By Austin Cline, About.com Guide to Atheism since 1998

Pat Boone: Censorship is "Healthy" for Society

Thursday April 22, 2004
Censorship is debated a great deal - most agree that there are some materials which should be prohibited, but where exactly the line should be drawn is another matter entirely. Some would ban lots of different things while others would limit censorship to just the bare minimum - images or speech that leads immediately to violence or other crimes. Pat Boone appears to be one of the former.

Writing in The Washington Times, Steve Miller reports:

"I don't think censorship is a bad word, but it has become a bad word because everybody associates it with some kind of restriction on liberty," said Mr. Boone, who is in Washington making the rounds as the national spokesman for the 60-Plus Association, a conservative senior citizen lobby. "But we do know that at some point a line that has to be drawn between one man's liberty and another man's license."
Mr. Boone said that if he were in charge of standards, there would be stringent controls on material. "It must be majority approved ... voluntary ... and self-imposed," he said, clad in a yellow blazer, black slacks, a canary yellow tie and white leather shoes. "Censorship is healthy for any society, and that goes for arts, entertainment, anything. Self-imposed means that the majority of people say that is what we want, and it can be changed if people's attitudes change, which is how a democratic society works."
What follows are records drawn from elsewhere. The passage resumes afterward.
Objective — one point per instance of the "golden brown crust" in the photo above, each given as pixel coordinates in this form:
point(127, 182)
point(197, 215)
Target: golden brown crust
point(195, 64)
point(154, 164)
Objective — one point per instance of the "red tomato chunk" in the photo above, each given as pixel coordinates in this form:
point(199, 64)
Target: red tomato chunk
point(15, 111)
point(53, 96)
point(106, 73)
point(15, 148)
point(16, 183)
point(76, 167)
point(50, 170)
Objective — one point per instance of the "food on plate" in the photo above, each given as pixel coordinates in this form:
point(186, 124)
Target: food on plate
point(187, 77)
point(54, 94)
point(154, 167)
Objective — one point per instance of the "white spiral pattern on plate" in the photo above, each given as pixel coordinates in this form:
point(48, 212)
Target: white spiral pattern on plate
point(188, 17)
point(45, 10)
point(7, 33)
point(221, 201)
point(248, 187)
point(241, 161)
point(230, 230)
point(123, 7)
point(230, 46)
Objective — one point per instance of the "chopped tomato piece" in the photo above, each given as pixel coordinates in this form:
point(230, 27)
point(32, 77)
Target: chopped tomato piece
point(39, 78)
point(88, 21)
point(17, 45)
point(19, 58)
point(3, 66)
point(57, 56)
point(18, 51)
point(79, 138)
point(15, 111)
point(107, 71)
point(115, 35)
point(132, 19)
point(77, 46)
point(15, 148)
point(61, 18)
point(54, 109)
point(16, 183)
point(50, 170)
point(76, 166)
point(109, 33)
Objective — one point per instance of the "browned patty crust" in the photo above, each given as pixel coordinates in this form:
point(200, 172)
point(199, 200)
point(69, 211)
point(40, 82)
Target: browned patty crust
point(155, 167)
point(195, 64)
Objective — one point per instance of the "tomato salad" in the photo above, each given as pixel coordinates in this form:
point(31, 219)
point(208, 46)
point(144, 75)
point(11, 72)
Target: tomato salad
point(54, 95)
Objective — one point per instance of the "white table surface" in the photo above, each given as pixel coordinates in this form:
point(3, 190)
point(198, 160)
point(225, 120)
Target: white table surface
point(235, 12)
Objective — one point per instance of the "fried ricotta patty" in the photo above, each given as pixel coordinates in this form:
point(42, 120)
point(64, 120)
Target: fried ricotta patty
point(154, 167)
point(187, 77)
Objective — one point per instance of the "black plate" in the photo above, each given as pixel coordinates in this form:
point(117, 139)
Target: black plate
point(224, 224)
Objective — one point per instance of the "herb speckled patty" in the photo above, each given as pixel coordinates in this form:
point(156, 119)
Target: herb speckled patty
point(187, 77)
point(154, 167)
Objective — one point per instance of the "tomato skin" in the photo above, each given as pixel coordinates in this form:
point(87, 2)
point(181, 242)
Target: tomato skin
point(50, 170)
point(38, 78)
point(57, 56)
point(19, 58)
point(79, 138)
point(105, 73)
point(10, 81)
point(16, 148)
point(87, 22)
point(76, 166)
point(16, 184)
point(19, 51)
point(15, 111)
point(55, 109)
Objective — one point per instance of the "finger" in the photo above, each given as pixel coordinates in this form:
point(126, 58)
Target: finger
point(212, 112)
So.... whatever a majority of society thinks should be banned is exactly what should be banned. Basically, Pat Boone doesn't seem to believe in the First Amendment, which protects speech from majority votes. If a majority votes to ban communist writing, Boone would find that acceptable. If a majority votes to ban liberal writing, Boone would find that acceptable. If a majority votes to ban Pat Boone's music, Boone would find that acceptable.

I'm rather curious what led him to want to dispense with the free speech protections in the First Amendment. I'd be interested in learning why he thinks that a majority vote should be sufficient to eliminate entirely classes of communication and ideas from the marketplace.